Beam Elements: Element Types

Description

Beam elements in Strand7 are two-noded elements with an optional third node that can be used as a reference node to align the principal axes. In Strand7, the term "beam" can refer to any of the types in the general class of line elements, including spring-damper, truss, cutoff bar, point contact, user-defined, pipe and connection.

Element Types

The principal 3-axis of both of these elements is always coincident with the beam's axial direction (i.e., in the direction of the vector from Node 1 to Node 2). See Beam Elements: Local and Principal Axes.

Beam2

Two-node beam element.

The principal axis orientation in the 1 and 2 directions is assigned automatically and can be adjusted by using tools such as Align Tools: Beam Axes to UCS or Beam Attributes: Principal Axis Angle.

Beam3

Three-node beam element.

The two end-nodes are used in the same way as in the Beam2 element, with a third reference node used to align the direction of the element's principal 2-axis.

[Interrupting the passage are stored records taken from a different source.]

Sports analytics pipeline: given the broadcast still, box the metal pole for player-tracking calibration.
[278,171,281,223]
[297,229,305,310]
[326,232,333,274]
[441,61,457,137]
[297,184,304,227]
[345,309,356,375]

The reference node of the Beam3 element can also be used to define a quadratic line for the purpose of modelling and meshing. For example, Tools: Extrude can make use of the reference node in the Beam3 to extrude the beam into a curved quadratic plate element.

Beam Types

Spring-Damper

Carries axial force, shear and torque. Axial and twist behaviour can be either linear or nonlinear. The damper properties are used only in transient dynamic analysis.

Cable

A special element based on a catenary formulation. Its advantage is that it can have a length that is different from the distance between the nodes. In addition, the length can be varied during analysis to simulate post-tensioning effects.

Truss

The element provides axial stiffness, and optionally torque stiffness. No bending stiffness is included.

Cutoff Bar

An axial truss element, without bending or twist stiffness. In nonlinear analysis, different limits of tension and compression cutoff can be assigned for either brittle or ductile failure when these limits are exceeded.

Point Contact

Used to model a gap between two surfaces. There are four types of point contact elements:

Beam

A conventional beam element with six degrees of freedom at each node: three translations and three rotations. The beam carries axial force, torque, shear forces and bending moments in its principal planes. Supports thin or thick beam formulations (see Beam Elements: Thin and Thick Beam Formulation).

User-defined

Provides a general format for the direct input of the beam stiffness matrix, defining the translational stiffness, [A], the rotational stiffness, [C], and the coupling between the translational and rotational stiffness, [B]. The values in the [A], [B] and [C] matrices can be derived computationally from a macro model of the special beam-like structure with unit translations and rotations applied sequentially at end 1 whilst keeping all others are zero.

Pipe

A special version of a circular hollow beam that can be straight, or curved as a segment of a circular arc. The pipe element, like the beam element, has six degrees of freedom at each node: three translations and three rotations. The pipe carries axial force, shear force, bending moment and torque. Internal and external pressure, and internal and external temperature, can be applied. The cross section of a pipe element is circular with only the external diameter and wall thickness required to define the pipe section.

Connection

A general stiffness element that allows each of the six values of stiffness to be independently defined between the two nodes. The connection element does not behave like a standard beam element.